How this project came about - adamvinueza/libtrace GitHub Wiki
My first exposure to observability was back in 2011, while I was working at CoreLogic. I'd written a simple logging library for our services, and over time the library ended up being used to observe our production systems: we put "call identifiers" into every public and most private API methods, so we could trace API calls from initial request to final response, from service to service, often drilling down into core libraries. We logged all kinds of stuff: incoming IP addresses, function names and parameters and return values, error messages and stack traces, memory usage, elapsed times, et cetera et cetera et cetera.
We did this because it was the only way we could understand what our services were doing in production: we discovered that they often behaved very differently there than in our development and test systems. Only production traffic was able to reveal that our indexes were optimized for only certain kinds of queries, or that some queries went to pull data off disk 800 times more often than other queries, or that a single minute-long query could cause other queries to wait 20 minutes, because the server had run out of threads to allocate.
Around the same time I came across Steve Yegge's old blog, and because he was super smart and super entertaining, I basically tore through every post in something like three days, and kept coming back to remind myself of something he wrote that I had realized was brilliant. And one of those remarks--I can't find the quote now, so you'll have to trust me--was that software monitoring caught more bugs than unit testing. I didn't know exactly what "software monitoring" was, exactly, but I had a strong feeling that what we were doing in our own services was basically that, and felt validated.
Still, there were some big problems. The biggest one was that finding the source of a problem often required hours, and sometimes days, of sifting through giant piles of log messages with complex multiply-piped grep
commands. We could see our system's behavior in real time, but watching it behave often felt like watching the squiggly characters scroll up screens in The Matrix. The very real danger was clear: we were likely missing lots of problems because they were buried in so much noise they passed by unnoticed.
So by 2015 I knew that something had to change in how I was thinking about monitoring software systems. And it was around then that I came across this odd person on Twitter named Charity Majors.
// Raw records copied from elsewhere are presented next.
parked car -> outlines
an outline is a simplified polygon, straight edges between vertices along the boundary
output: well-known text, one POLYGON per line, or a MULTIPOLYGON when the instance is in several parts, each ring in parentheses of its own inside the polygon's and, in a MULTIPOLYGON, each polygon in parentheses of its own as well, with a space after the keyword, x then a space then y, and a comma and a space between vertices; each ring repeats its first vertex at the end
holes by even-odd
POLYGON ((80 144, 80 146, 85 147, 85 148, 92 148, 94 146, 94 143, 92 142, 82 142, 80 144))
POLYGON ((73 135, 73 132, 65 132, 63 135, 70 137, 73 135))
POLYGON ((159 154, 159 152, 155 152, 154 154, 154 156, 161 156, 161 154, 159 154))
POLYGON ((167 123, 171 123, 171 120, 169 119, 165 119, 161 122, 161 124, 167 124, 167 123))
She used to work at Facebook, had started a company with the funning-sounding name "Honeycomb", and couldn't stop ranting about this thing she called "observability". Oh, and she liked saying what struck me at the time as utterly heretical things: stuff like "TEST IN PRODUCTION OR LIVE A LIE" and "NO-DEPLOY FRIDAYS ARE FOR COWARDS". (I'm paraphrasing, but she'd back me up.) Also she had weird rainbow hair and tattoos, and cursed like a real human, and seemed Just So Done with all the bullshit I'd spent so much of my career believing was part of the job. TL;DR I was ready to listen to whatever she had to say.
And what she had to say was that while I'd been building observable systems for half my career, I could be doing it a whole lot better. For one thing, logging was a very different thing from observing. What I was trying to do with my primitive logger spitting out messages all over the place was capture events. I was building a mental model of a system's state by sifting through descriptions of snapshots of that state. What if I could use software to build the model itself? Also, if I don't want to drown my logs with noise, I could sample events instead of logging every single one.
These were great ideas!
So how was I to go about implementing them? Well, I wanted our team to adopt Honeycomb for observability and re-instrument our services, but there was no way I would get approval for doing that. Luckily, a couple of years later I got laid off from CoreLogic in yet another one of their "restructurings", so I was free to take my observability preoccupation to another company. After trying (and failing) to get it adopted at new job, and while searching for my next one, I decided to figure out how hard it would be build the simplest possible observability infrastructure, so I wouldn't have to persuade anyone to risk going to a third-party service. It would be my own stupid little open-source library that could be used as a proof-of-concept, and it would be easy to replace with something real if the company decided to invest.
Also, building my own observability infrastructure would teach me new things. Reading Honeycomb's documentation on its tracing and events libraries and scrutinizing its source code revealed a few super-cool features I knew very little about, such as using Python decorators to streamline aspect-oriented programming, and placing process-level variables into initialization code to make it easy to pass state around invisibly. This, too, was great stuff, and I was eager to start learning it.